Finely grind patchouli herb. Melt soap base. Add herb, honey, jojoba, fragrances, and dye. Whisk until near gel. Pour in love-themed mold. Cool. Remove from mold. Air-dry on rack for twenty-four hours. Store in Saran Wrap to help hold the scent.
This soap recipe is a great formula for kitchen cleanup. The mixture of tea tree oil and botanical provides a wonderful, natural antibacterial formula.
4 cups glycerin soap base
2 teaspoons dried basil
2 teaspoons dried oregano
2 teaspoons dried parsley
2 teaspoons dried sage
10 drops tea tree essential oil
4 vitamin E gel caps
Lemon, lime or orange fragrance
Dye to match fragrance
Grind herbs together. Melt soap base. Add tea tree oil and desired fragrance. Add dye. Cut gel caps and pour liquid into mixture. Add herbs. Whisk until near gel. Pour. Cool. Remove from mold. Wrap after one hour.
Coconuts possess an aroma that many find pleasing, sensuous and evocative. Releasing the scent of coconut into the air provides long-term spiritual purification in a relaxed, fragrant manner. Unfortunately what is commercially available is almost invariably synthetic, thus the fragrance may be pleasing but the power is nonexistent. Make your own coconut candles.
The simplest method is to use pour-and-melt wax from the craft store. White or brown are the preferred colors. If you are a skilled candle maker, however, choose any method or wax you prefer.
Prepare the candle shell prior to melting the wax. You may use any type of container you choose; however, a hollowed out half of a coconut shell is ideal.
Melt the wax until liquid
Stir in pure coconut extract. The quantity depends upon the desired intensity of fragrance.
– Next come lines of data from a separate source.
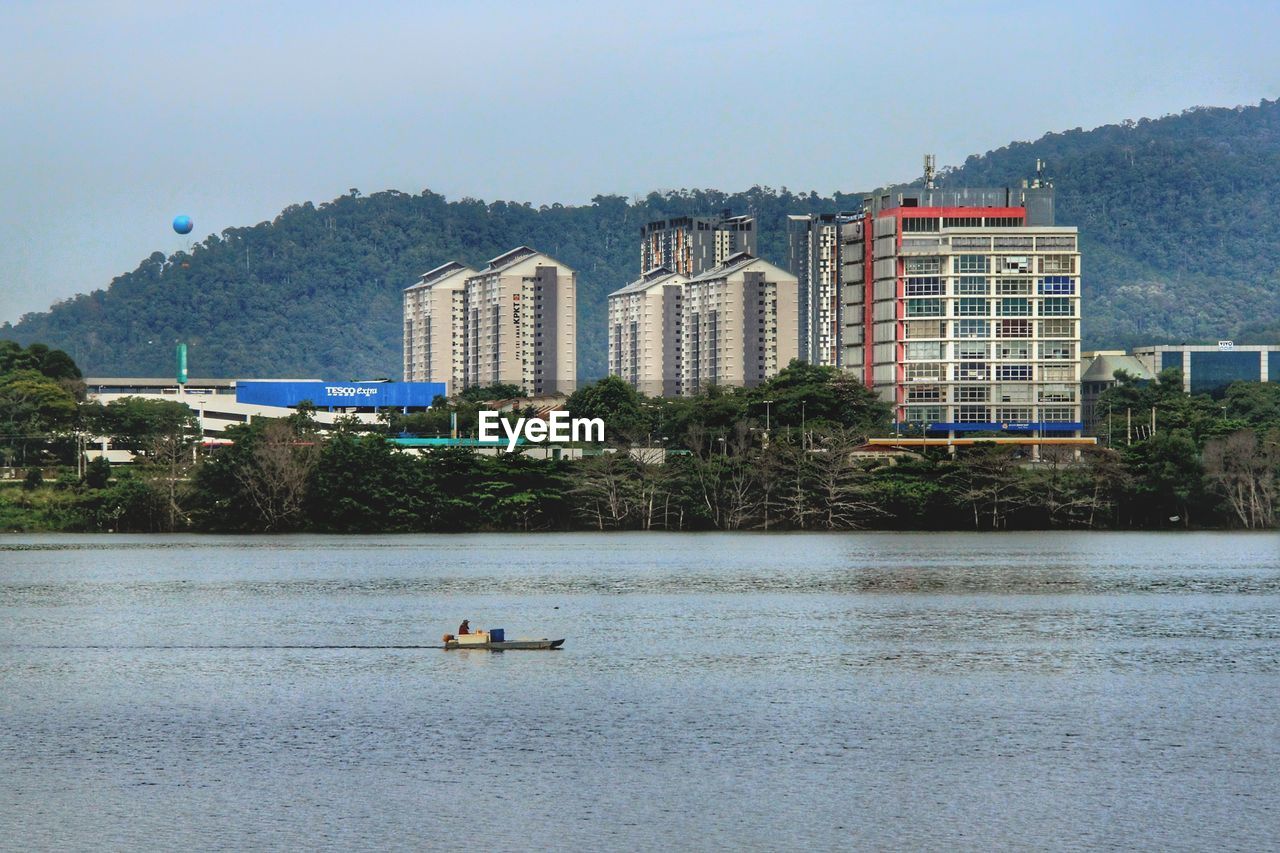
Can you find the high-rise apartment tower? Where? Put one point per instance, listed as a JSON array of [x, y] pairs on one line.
[[813, 242], [963, 309], [644, 332], [740, 324], [693, 245], [520, 324], [434, 316]]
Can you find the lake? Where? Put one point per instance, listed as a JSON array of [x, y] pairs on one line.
[[868, 690]]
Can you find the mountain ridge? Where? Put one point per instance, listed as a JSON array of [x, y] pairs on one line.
[[1178, 240]]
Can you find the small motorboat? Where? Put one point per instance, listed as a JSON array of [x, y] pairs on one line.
[[496, 641]]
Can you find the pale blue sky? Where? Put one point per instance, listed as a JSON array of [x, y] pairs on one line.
[[117, 115]]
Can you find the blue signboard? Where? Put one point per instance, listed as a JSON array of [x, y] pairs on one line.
[[339, 395], [1001, 427]]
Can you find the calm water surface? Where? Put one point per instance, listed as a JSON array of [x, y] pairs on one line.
[[716, 692]]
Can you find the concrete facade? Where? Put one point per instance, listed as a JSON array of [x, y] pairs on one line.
[[645, 334], [740, 324], [434, 320], [813, 243], [963, 310], [520, 324]]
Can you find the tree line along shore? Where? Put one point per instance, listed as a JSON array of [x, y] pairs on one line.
[[787, 455]]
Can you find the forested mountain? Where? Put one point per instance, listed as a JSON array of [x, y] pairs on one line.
[[1179, 232]]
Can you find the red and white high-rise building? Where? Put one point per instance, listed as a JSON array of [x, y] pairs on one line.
[[961, 308]]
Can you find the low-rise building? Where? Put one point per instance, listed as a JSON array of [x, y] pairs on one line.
[[1211, 368]]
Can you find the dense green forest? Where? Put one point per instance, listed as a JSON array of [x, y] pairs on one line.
[[1178, 228]]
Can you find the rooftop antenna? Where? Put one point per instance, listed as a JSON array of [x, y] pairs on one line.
[[1041, 181]]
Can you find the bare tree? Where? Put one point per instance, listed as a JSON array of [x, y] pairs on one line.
[[170, 457], [1246, 470], [606, 488], [277, 471], [991, 482], [840, 483]]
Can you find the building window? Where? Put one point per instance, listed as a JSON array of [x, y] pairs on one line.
[[1014, 328], [1057, 306], [1014, 306], [972, 329], [924, 286], [923, 372], [1057, 373], [923, 414], [1019, 414], [1057, 328], [1057, 264], [1014, 373], [926, 329], [1057, 393], [1013, 287], [1014, 393], [924, 308], [924, 393], [1057, 286], [1057, 351], [924, 350], [923, 265], [973, 414]]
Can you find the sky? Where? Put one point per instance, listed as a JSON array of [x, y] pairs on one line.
[[115, 117]]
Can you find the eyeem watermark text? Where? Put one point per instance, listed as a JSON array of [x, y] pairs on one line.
[[560, 428]]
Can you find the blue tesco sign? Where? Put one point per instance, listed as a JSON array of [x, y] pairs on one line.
[[343, 395]]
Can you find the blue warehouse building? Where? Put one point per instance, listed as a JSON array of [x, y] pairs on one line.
[[327, 395]]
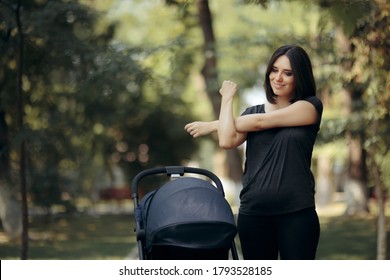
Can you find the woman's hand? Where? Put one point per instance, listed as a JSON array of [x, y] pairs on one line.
[[228, 89], [197, 129]]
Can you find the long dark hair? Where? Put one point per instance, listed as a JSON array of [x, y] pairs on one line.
[[305, 85]]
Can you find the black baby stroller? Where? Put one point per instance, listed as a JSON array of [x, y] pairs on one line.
[[186, 218]]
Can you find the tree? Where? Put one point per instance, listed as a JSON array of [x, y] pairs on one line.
[[364, 58], [87, 101]]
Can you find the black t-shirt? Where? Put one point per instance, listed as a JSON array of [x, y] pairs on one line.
[[277, 176]]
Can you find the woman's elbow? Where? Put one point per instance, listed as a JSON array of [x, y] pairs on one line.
[[226, 144]]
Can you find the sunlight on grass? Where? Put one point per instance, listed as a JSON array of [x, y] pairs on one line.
[[112, 237]]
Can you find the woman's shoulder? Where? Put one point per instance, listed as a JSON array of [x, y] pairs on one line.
[[256, 109], [317, 103]]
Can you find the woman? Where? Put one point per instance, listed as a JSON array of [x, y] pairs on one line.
[[277, 216]]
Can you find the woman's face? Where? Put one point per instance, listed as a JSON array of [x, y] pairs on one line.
[[281, 78]]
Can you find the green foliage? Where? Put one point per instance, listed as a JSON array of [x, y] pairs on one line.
[[87, 101]]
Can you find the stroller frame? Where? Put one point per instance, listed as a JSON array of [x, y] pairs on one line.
[[173, 172]]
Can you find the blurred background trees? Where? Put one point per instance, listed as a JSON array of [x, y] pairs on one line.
[[109, 85]]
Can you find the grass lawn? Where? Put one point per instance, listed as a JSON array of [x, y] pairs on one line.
[[112, 237]]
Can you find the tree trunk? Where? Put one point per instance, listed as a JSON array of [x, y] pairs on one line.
[[356, 182], [210, 74], [381, 252], [22, 150]]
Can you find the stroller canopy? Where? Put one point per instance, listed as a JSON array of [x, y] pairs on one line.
[[188, 212]]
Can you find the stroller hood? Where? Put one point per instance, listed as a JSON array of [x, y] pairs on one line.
[[187, 212]]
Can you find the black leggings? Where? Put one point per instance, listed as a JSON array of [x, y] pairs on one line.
[[294, 236]]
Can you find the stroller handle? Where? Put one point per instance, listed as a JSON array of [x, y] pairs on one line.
[[174, 171]]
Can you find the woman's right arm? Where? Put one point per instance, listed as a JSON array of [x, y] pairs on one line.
[[228, 135], [198, 128]]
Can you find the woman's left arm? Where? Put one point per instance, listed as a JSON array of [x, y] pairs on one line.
[[300, 113]]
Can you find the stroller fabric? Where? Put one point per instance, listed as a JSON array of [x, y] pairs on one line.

Make sure that the wick is attached securely to the container, either by holding it in place until the wax hardens or by attaching it to a pencil or stick laid across the top of the container.
Squares have a strong folk magick tradition; a magickal square would be marked in a field with hoes, rakes or other agricultural implements. In times of persecution squares could be consecrated as a magickal space, but were much easier to disguise as magickal working than circles. Some were undoubtedly used to mark as sacred land where a former sacred Roman temple stood, just as a circle of stones or tree stumps beneath a church or cathedral might mark a former sacred Druidic grove.
In Scandinavia, the magickal square formed the outline for a grid of nine squares, three by three. These were made by the seior, the witch seers of the Norse world who channelled wisdom from the spirit world, specifically from Helheim where the Crone Goddess Hel cared for the deceased. The seior sat on raised thrones within the grids and travelled astrally to Helheim to talk to the ancestors and receive advice for the living. Only later did the Goddess Hel become demonized and in recent years there has been a revival of seior craft.
The water witches of the West Midlands also used a magickal square, or mill as they called it, for magick. They were people who came from the Netherlands to live and work on the Midland canals in the 1800s. They practiced an ancient form of folk magick that did not die out till the mid-1900s and there are still a few practitioners remaining. Rituals were practiced by these canal people on a square of land adjacent to the canal bank with a triple magickal square. Each square was joined by four lines and constructed from wood and was known as the Mil. Only women entered the sacred area under the leadership of a senior female water witch, through the chief male, known as the master, standing at the edge, summoned a spirit entity to assist in the ritual.
In modern Iceland, the Landvaetir or Land guardians often have particularly sacred square fields that cannot be built on, where offerings are left in order to bring protection to the homes and farms around.
Magickal squares and circles date back to prehistory. Megalithic stone circles were created from around 3,500 BCE and set out according to precise geometric and astronomical measurements. They were used for rituals of all kinds by the Neolithic tribes especially on the seasonal change points to invoke the ancestors for fertility of crops, animals and people and continued to provide the setting for magickal gatherings through the millennia.
In Sweden and Norway the sacred square grid has formed a magickal device for more than three thousand years. It was used originally on the great seasonal fire festivals, at midwinter, midsummer and harvest. Nine turf squares were etched in the earth and eight removed, leaving the middle one to form the center of the ritual fire.
The magick circle and square also have their place in modern magick. Both shapes occur naturally in forest clearings and can be drawn in sand, earth or snow, or formed out of twigs, branches, shells, flowers, or even crystals.
Both act as markers for the main directions, the circle as though on a clock face and the square halfway along each side, both giving equal segment for the elements.